First a need to augment existing services has to be recognized. Smith says that usually social or medical service agencies become aware that some people are not able to meet their appointments or are having difficulty getting the things they need to be able to continue to live on their own.
Once the need is identified, Smith said, an organization or community organizer has to assume a leadership position, engage stakeholders and gain the commitment of a work group to the establishment of an alternative form of transportation.
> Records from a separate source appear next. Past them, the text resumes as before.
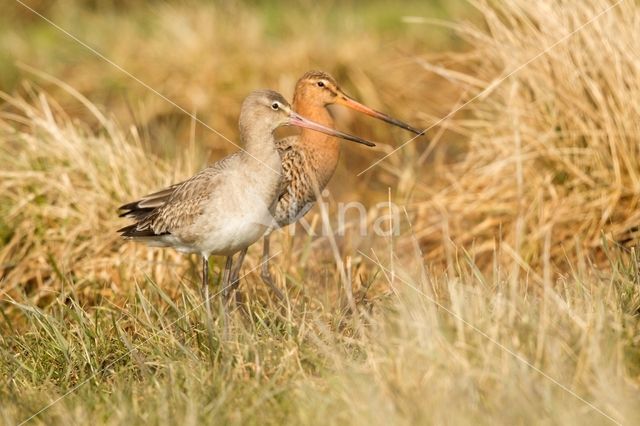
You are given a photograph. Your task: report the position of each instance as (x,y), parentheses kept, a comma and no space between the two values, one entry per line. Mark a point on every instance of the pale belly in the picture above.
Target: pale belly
(230,223)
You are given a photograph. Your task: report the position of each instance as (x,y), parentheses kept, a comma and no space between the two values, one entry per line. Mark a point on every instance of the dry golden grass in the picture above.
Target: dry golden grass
(553,155)
(524,198)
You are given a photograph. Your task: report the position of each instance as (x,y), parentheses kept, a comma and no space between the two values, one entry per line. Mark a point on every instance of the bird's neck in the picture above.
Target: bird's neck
(321,149)
(260,147)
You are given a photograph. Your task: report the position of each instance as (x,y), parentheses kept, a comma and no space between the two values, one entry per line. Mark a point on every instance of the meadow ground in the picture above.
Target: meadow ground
(510,294)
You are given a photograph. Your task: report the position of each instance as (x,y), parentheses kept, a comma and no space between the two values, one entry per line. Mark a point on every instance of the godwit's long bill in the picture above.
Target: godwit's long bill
(309,159)
(229,205)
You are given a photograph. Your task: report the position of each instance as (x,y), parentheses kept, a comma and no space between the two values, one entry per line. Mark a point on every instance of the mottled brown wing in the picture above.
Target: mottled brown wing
(177,206)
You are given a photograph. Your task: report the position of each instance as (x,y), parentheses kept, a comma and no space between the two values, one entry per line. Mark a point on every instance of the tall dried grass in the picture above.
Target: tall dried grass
(553,147)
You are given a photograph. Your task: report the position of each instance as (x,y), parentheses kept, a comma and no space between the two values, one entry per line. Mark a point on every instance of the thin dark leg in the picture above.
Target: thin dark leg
(226,286)
(265,274)
(235,272)
(225,294)
(205,284)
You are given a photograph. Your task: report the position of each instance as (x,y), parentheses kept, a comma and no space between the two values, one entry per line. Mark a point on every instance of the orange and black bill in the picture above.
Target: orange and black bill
(357,106)
(300,121)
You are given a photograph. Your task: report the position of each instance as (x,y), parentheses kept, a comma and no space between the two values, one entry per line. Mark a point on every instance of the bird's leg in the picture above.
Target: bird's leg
(226,274)
(235,272)
(265,274)
(205,284)
(225,293)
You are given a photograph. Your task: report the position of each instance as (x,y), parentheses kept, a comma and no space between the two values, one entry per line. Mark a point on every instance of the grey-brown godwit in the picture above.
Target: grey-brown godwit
(229,205)
(309,159)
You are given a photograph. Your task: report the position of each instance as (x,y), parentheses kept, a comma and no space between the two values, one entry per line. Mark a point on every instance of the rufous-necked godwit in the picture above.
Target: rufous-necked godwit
(309,159)
(230,204)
Smith says that the workgroup leaders that ILP has worked with in the past have included nonprofits, community service organizations, religious organizations, transportation planning organizations, transit agencies and foundations.
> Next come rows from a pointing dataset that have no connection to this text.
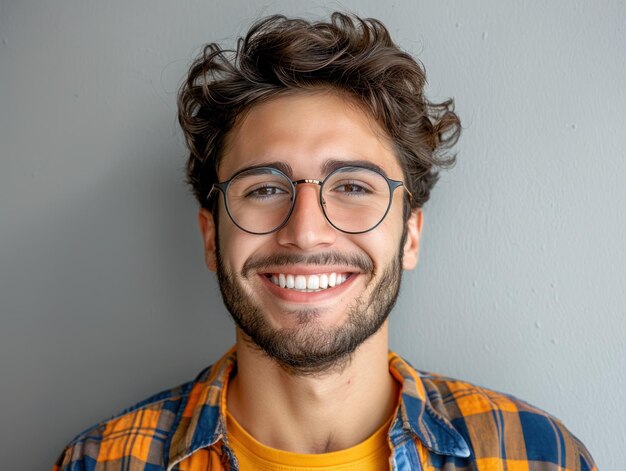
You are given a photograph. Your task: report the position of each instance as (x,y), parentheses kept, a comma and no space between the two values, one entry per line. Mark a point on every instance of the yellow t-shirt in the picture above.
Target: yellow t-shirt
(370,455)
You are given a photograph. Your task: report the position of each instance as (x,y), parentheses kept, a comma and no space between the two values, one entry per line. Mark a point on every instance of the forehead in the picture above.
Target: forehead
(306,131)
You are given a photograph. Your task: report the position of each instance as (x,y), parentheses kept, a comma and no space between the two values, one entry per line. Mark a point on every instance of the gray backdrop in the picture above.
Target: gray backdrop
(104,298)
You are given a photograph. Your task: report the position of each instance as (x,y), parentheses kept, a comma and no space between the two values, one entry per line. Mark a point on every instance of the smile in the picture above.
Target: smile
(308,283)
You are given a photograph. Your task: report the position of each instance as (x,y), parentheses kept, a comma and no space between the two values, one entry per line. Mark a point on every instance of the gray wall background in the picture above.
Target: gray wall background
(104,298)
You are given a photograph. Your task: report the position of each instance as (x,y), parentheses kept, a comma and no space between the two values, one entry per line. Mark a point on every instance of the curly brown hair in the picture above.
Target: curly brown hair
(349,54)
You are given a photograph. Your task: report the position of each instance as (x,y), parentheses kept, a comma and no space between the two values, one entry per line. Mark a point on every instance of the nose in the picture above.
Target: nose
(307,228)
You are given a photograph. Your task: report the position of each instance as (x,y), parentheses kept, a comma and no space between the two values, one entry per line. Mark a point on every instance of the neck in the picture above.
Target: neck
(272,404)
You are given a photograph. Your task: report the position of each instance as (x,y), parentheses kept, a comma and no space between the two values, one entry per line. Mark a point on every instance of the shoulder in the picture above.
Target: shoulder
(501,426)
(139,432)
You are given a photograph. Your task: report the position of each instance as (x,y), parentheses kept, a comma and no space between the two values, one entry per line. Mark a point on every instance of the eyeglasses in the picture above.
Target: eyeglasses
(354,200)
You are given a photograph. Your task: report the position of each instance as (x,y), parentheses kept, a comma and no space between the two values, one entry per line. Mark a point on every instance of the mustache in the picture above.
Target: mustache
(359,261)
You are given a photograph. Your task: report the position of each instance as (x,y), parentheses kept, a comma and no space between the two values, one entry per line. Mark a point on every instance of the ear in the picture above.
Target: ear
(412,244)
(207,229)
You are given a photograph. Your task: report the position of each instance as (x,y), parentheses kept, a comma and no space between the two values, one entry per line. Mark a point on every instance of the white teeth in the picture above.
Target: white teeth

The next step is for the work group to learn about and choose a model for development of the service. There are basically two volunteer driver models. One model focuses on the control of volunteers, including recruitment, screening, training and, usually, scheduling of rides. This model requires a higher level of staffing than the second model.
The second model, the TRIP model, focuses on riders. It gives riders most of the administrative responsibilities and encourages volunteerism through the payment of mileage reimbursement for the volunteer drivers. Historically the TRIP model is able to deliver rides at half or less the cost of the volunteer focused model, Smith said. Economies of scale apply and good management practices need to be employed, but for the year ending June 30, 2017 the cost of a one-way trip provided by ILP's TRIP Program was $5.83.
TRIP was designed using focus groups of mobility challenged people more than twenty-five years ago. Focus groups were conducted by the Riverside County Office on Aging and the Riverside County Transportation Commission. Focus group participants told what they wanted in a consumer friendly service. They said they wanted easy and convenient transportation in automobiles, escorts who would come to their homes, accompany them to appointments, travel whenever needed without advance scheduling, and they wanted the rides to be free.
TRIP incorporated all of these ideas in innovative ways according to Smith. Riders are able to recruit their own volunteer drivers from among friends and neighbors. If riders have a problem getting volunteers, TRIP staff coaches them on effective ways to ask people around them whom they may have overlooked. Enrolled riders receive mileage reimbursement payments to give to their volunteer drivers. The concept, which works, is that the reimbursement makes it easier for riders to recruit their own drivers in a straightforward business relationship and helps to cement that relationship so that friendship and bonding is able to develop.
Once there is consensus on the design of a new program, the big hurdle remaining is to secure funding. The source of funds can come from competitive grants, public donations, endowment, foundation underwriting, community fundraising, stakeholder participation and contracts, 5310 transportation funds and creative use of the Transportation Development Act.